Le milliardaire était assis dans son fauteuil préféré près de la cheminée, les yeux fermés, respirant calmement. On aurait dit qu’il dormait profondément, mais en réalité, il n’avait pas fermé l’œil. Il entendait chaque bruit et était totalement concentré.
Au fil des ans, il avait développé des soupçons. De l’argent disparaissait de la maison. De petites sommes, mais régulièrement. Il l’avait remarqué immédiatement, mais n’avait aucune preuve. Ses soupçons se portèrent sur le personnel de maison. Au cours de sa longue vie, le milliardaire avait appris qu’une fois qu’on donne une chance à quelqu’un, il finira par voler, surtout s’il pense que personne ne le voit.

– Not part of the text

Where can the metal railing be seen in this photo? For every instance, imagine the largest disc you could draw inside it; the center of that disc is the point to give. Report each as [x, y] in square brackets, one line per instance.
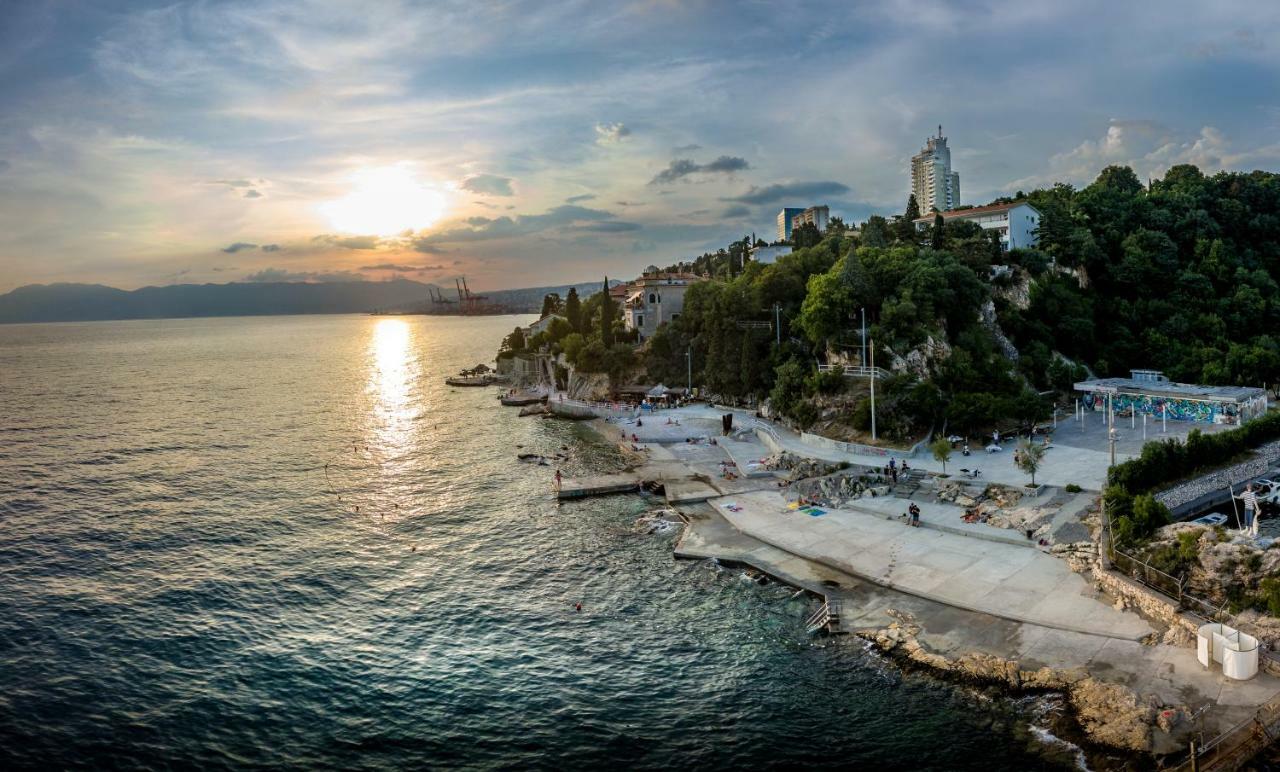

Cette fois, il décida de vérifier lui-même, car depuis l’arrivée de la nouvelle domestique et de son fils, de l’argent commençait à disparaître.
Sur une petite table à côté du fauteuil, il laissa volontairement un paquet d’argent. Les billets étaient bien en vue, comme s’il les avait oubliés par hasard. Un peu plus loin, dans le mur, un coffre-fort ouvert. À l’intérieur, des lingots d’or soigneusement rangés, éclairés par la douce lumière d’une lampe. Tout semblait trop clair, exactement comme il le voulait.
La domestique entra doucement dans la pièce. Elle travaillait là depuis peu et avait toujours l’air fatiguée. Le milliardaire savait qu’elle élevait seule son fils et peinait à joindre les deux bouts. Puis entra le garçon. Petit, maigre, avec une expression sérieuse.

« Assieds-toi ici et ne touche à rien », murmura la domestique, essayant de parler calmement, bien que sa voix tremblât. « Le maître dort. Si tu le réveilles, je perdrai mon travail. »
« Oui, maman », répondit doucement le garçon. La domestique sortit. La porte se referma. Dans la pièce, il ne restait que le milliardaire et le fils de la domestique.
Quelques minutes passèrent. Le milliardaire s’attendait à ce que le garçon se jette immédiatement sur l’argent ou le coffre. Il était convaincu que ce serait le cas. Mais le garçon resta immobile, comme s’il craignait de faire un faux pas.
Puis il s’approcha lentement du coffre ouvert. Le milliardaire se tendit intérieurement. Le garçon tendit prudemment la main, prit un lingot d’or et le regarda longuement. Puis il fit quelque chose qui stupéfia complètement le milliardaire.
Dans le regard du garçon, il n’y avait aucune avidité, seulement de l’admiration.
« Un jour, j’achèterai quelque chose comme ça pour maman », murmura-t-il presque à voix haute.

Puis il reposa délicatement l’or, ferma le coffre et se tourna vers le fauteuil. Il remarqua que le milliardaire n’était pas entièrement couvert, alors il s’approcha et le recouvrit doucement avec une couverture, comme sa mère le lui avait appris.
« Bonne nuit, monsieur », dit-il doucement et recula.
À ce moment, le milliardaire ouvrit les yeux. Il regarda le garçon et ressentit de la honte pour ses pensées. Il comprit combien il s’était trompé, pensant que l’honnêteté dépendait de l’âge ou de la pauvreté.
Le lendemain, il paya entièrement les études du garçon et aida sa mère avec de l’argent qu’elle n’aurait jamais osé demander.
Pour la première fois depuis des années, le milliardaire comprit qu’il ne fallait pas juger les gens sur leur apparence. Pendant ce temps, son propre fils, ayant toujours vécu dans le luxe, le trompait depuis tout ce temps.